As a significant safeguard mechanism for bankruptcy reorganisation practices, the government-court linkage mechanism has gradually developed from a case-by-case approach to a more normalised and detailed framework in recent years.

Notably, the high-profile bankruptcy reorganisation cases of large conglomerates such as HNA Group and Founder Group cannot go without the protection provided by the government-court linkage mechanism.

Ren, of Llinks, notes the active exploration of innovative paths by courts across the country based on this mechanism. She takes as an example Longyan Intermediate People’s Court of Fujian province, which adopted a model of “functional government departments + law firm” as administrators. This model precisely defines the facilitating roles of the government and integrates them into the court’s trial procedure to effectively promote the restructuring process.

Gao, of Dacheng, says the scope of co-ordination through the government-court linkage mechanism has expanded to include post-trial matters, such as enterprise credit repair.

Gao points out that, under the guidance and co-ordination of the Beijing High People’s Court, the Beijing No. 2 Intermediate People’s Court successfully applied the government-court linkage mechanism for the financial credit repair of a medical device manufacturer during its bankruptcy reorganisation.

Hou Yunjian, Global Law Office

Chen, of Grandall, has high hopes for the effective performance of courts and local governments in carrying out their respective functions. In certain situations, bankruptcy cases may lack clear provisions or successful precedents. He says that, “under such circumstances, when the administrator puts forward practical solutions, the court needs to show a certain degree of courage and commitment”.

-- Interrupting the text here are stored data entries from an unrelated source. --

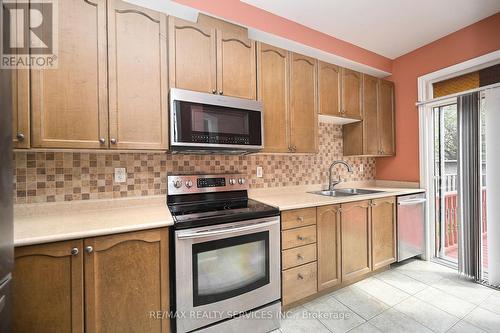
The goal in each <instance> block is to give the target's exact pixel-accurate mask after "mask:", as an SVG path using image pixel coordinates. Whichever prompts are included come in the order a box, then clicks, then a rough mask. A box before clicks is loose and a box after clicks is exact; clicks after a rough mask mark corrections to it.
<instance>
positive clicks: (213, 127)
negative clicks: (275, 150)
mask: <svg viewBox="0 0 500 333" xmlns="http://www.w3.org/2000/svg"><path fill="white" fill-rule="evenodd" d="M170 94H171V97H170V98H171V107H170V108H171V117H172V119H171V122H170V123H171V131H170V135H171V146H172V147H173V148H174V149H176V148H180V149H195V148H201V149H211V150H217V149H219V150H221V149H222V150H224V149H227V150H237V149H242V150H248V151H252V150H259V149H262V147H263V130H262V129H263V124H262V104H261V103H260V102H258V101H251V100H245V99H240V98H234V97H226V96H217V95H211V94H203V93H198V92H193V91H186V90H180V89H172V90H171V92H170Z"/></svg>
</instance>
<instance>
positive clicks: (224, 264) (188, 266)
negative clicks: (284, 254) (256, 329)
mask: <svg viewBox="0 0 500 333" xmlns="http://www.w3.org/2000/svg"><path fill="white" fill-rule="evenodd" d="M175 275H176V276H175V279H176V280H175V281H176V310H177V311H178V312H177V313H180V314H181V315H180V316H178V317H177V332H189V331H192V330H194V329H197V328H201V327H204V326H207V325H209V324H212V323H215V322H218V321H220V320H223V319H225V318H229V317H231V316H234V315H235V314H237V313H240V312H245V311H249V310H252V309H255V308H258V307H260V306H263V305H266V304H268V303H271V302H273V301H277V300H279V299H280V297H281V286H280V285H281V282H280V223H279V217H273V218H265V219H258V220H250V221H242V222H235V223H228V224H224V225H216V226H210V227H201V228H195V229H188V230H178V231H176V232H175Z"/></svg>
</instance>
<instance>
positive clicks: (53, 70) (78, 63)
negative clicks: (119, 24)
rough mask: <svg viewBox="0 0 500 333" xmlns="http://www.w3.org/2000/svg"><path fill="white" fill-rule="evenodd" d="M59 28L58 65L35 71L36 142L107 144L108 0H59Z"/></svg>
mask: <svg viewBox="0 0 500 333" xmlns="http://www.w3.org/2000/svg"><path fill="white" fill-rule="evenodd" d="M58 29H59V31H60V32H62V33H59V54H58V68H57V69H44V70H39V69H32V70H31V97H32V100H31V105H32V138H31V139H32V146H33V147H37V148H106V147H107V145H106V144H105V143H106V142H107V138H108V100H107V95H108V87H107V52H106V0H87V1H86V0H65V1H60V2H59V27H58ZM100 139H102V140H101V141H102V142H103V143H101V142H100Z"/></svg>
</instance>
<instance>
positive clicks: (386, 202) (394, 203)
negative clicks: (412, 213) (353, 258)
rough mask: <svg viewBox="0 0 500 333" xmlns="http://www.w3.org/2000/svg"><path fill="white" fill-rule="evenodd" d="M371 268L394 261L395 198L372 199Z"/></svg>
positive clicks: (395, 203) (395, 247) (381, 265)
mask: <svg viewBox="0 0 500 333" xmlns="http://www.w3.org/2000/svg"><path fill="white" fill-rule="evenodd" d="M371 206H372V208H371V209H372V262H373V270H376V269H378V268H381V267H384V266H387V265H389V264H391V263H393V262H395V261H396V198H394V197H392V198H381V199H377V200H373V201H372V204H371Z"/></svg>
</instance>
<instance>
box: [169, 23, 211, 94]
mask: <svg viewBox="0 0 500 333" xmlns="http://www.w3.org/2000/svg"><path fill="white" fill-rule="evenodd" d="M216 61H217V59H216V32H215V29H214V28H204V27H202V26H200V25H198V24H196V23H191V22H187V21H183V20H181V19H178V18H174V17H172V16H170V17H169V68H170V69H169V70H170V87H171V88H180V89H188V90H195V91H200V92H209V93H215V92H216V91H217V90H216V89H217V83H216V80H217V78H216Z"/></svg>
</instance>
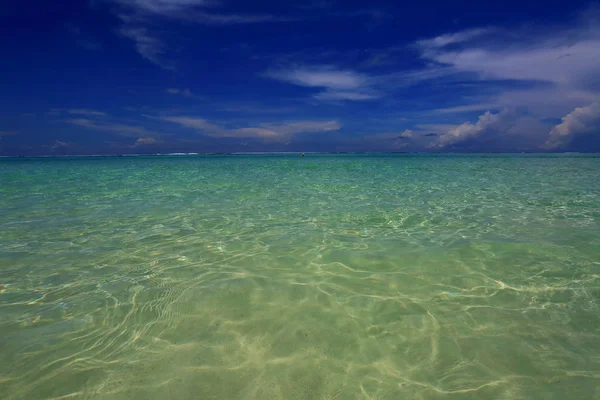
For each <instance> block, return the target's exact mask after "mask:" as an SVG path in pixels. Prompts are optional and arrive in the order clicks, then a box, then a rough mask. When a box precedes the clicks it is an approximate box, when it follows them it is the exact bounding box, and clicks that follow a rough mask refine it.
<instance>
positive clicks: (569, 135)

In other situations, certain local governments neither proactively facilitate bankruptcy cases nor wish to get overly involved in case-related work, which results in slow progress, while a few local governments intervene too much, potentially jeopardising judicial independence.

“Consequently, it is essential for the relevant departments to collaboratively establish more systematic, clear, enforceable rules for the government-court linkage mechanism. This will help clarify the necessary obligations of the government and establish boundaries for their actions,” says Chen.